What’s In the House Tax Plan: Medical Expenses

Next week, the House of Representatives will vote on the “Tax Cuts and Jobs Act” released by House Republicans. The Republican tax plan impacts a wide range of tax benefits that women and families rely on, including medical expenses. Here are some of the ways the House Republican tax plan’s proposal to eliminate medical expenses deduction would impact women and families:

  1. The House bill would raise taxes for millions of middle-class families. The current tax code allows families to deduct medical expenses that exceed 10% of their income. In 2015, 8.8 million families received this deduction, altogether receiving $87 billion in deductions. According to AARP’s calculation of IRS data, approximately 70 percent of filers who received this benefit have incomes of $75,000 or less, and nearly half have incomes of less than $50,000. Thus, eliminating this critical tax benefit would raise taxes of millions of middle-class families.
  2. The House bill would raise taxes for families with costly, serious medical conditions, kicking families when they’re down. Although the Affordable Care Act did much to help families contend with high health care costs by removing annual or lifetime spending limits, the medical expenses deduction is still a critical tool to help families contend with high out-of-pocket costs. Allowing families who spend more than 10 percent of their income on out-of-pocket medical costs to write them off would help ease some of the financial stress facing families struggling with serious illness. Take for example, a family living in a rural area who receives a diagnosis that their daughter has a rare form of cancer. Then, the family discovers that their daughter needs to see a specialist who is outside of their network. The medical expenses for that family can skyrocket quickly, putting tremendous financial pressures on them. For the Witzler family from Maryland, who has a son born with spina bifida, the medical expenses deduction is “the difference between their son getting treatment now, or needing more public services later in his life.”
  3. The House bill would raise taxes for seniors. Approximately 75 percent of filers who claim the medical expenses deduction are 50 years or older, and the medical expenses deduction is a valuable tax benefit for seniors. This is not surprising as many seniors may have chronic conditions or need long-term care services. In particular, long-term care is a huge cost for seniors and families. On average, the cost for long-term care can range from $20.50 an hour for a health aid to $3,628 per month for a one-bedroom unit in an assisted living facility to $7,698 per month for a private room in a nursing home. Thus, eliminating the medical expenses deduction would worsen many seniors’ financial situations.

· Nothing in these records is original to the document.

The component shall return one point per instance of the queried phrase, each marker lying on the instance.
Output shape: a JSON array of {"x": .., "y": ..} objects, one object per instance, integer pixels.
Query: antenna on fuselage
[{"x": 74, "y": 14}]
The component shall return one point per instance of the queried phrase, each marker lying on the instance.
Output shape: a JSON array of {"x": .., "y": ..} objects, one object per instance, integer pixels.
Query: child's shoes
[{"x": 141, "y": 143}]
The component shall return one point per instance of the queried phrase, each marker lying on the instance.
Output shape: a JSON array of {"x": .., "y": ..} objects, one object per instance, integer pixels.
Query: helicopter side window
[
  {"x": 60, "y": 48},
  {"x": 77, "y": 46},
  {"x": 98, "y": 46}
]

Although the House Republican tax bill is being pitched as a tax cut for the middle class, the details show that many middle-classfamilies—including families facing serious medical issues and many seniors—would actually see a tax hike. At the same time, big corporations and wealthy individuals would receive the vast majority of the benefits of the bill. Making families with serious medical conditions and seniors pay for tax cuts for the wealthy and big corporations is last thing that should be in any tax proposal. House Republicans need to go back to the drawing board.